In one instance, a participant detailed the process for preparing Eggs Florentine, complete with Hollandaise sauce, while another suggested simply ordering takeout.
“We’ve heard from many participants who found the experience enjoyable and felt it boosted their confidence in communicating with family once more,” Mendes reported. “This initiative has sparked hope, excitement, and energy—qualities that are fundamentally human—in many of our participants and their loved ones.”
She mentioned that the team collaborated with experts in Parkinson’s disease and community members to craft relevant content for participants. The prompts were intended to reflect daily life: for instance, adding medication names to the training data could improve communication with pharmacies, and casual conversation prompts mirrored everyday chat.

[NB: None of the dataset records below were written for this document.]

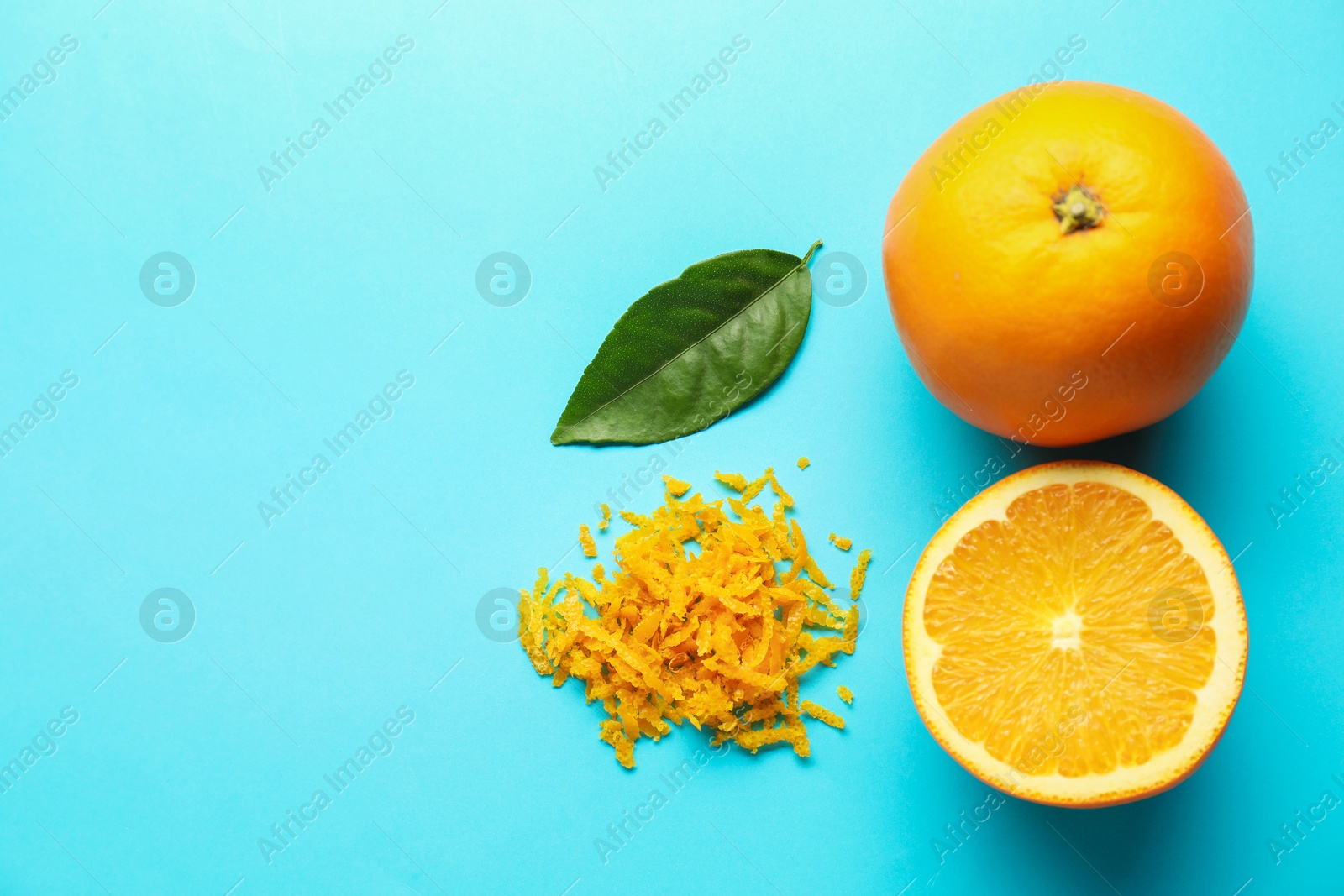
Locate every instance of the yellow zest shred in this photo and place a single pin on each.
(860, 573)
(734, 481)
(823, 715)
(676, 486)
(718, 637)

“We inform participants that while they can clarify their speech by exerting considerable effort, they may be exhausted from trying to be understood for others’ sake. We encourage them to relax and communicate as if they were casually chatting with family on the couch,” Mendes said.
To evaluate the speech algorithm’s effectiveness in understanding and learning, the researchers organized the recordings into three sets. The first set, consisting of 190 participants or 151 hours of audio, was used to train the model. As it improved, the researchers verified that the model was authentically learning (rather than just memorizing responses) by presenting it with a second, smaller set of recordings. Once the model excelled with the second set, it was assessed using a third test set.
The research team manually transcribed approximately 400 recordings for each participant to ensure the model’s accuracy.
After training on the initial set, the ASR system transcribed the test set recordings with a word error rate of 23.69%. In contrast, a model trained on recordings from individuals without Parkinson’s disease had a word error rate of 36.3%—indicating it was roughly 30% less accurate.
Error rates decreased for nearly all individuals in the test set. Even those with atypical speech patterns associated with Parkinson’s, such as unusually fast speech or stuttering, showed slight improvements.
“I was thrilled to observe such a substantial benefit,” Hasegawa-Johnson commented.
His excitement is further supported by feedback from participants:
“I spoke with a participant who was enthusiastic about the future of this technology,” he noted. “That’s the remarkable aspect of this project: witnessing how hopeful individuals become about the potential that their smart devices and smartphones will understand them better. That’s truly our goal.”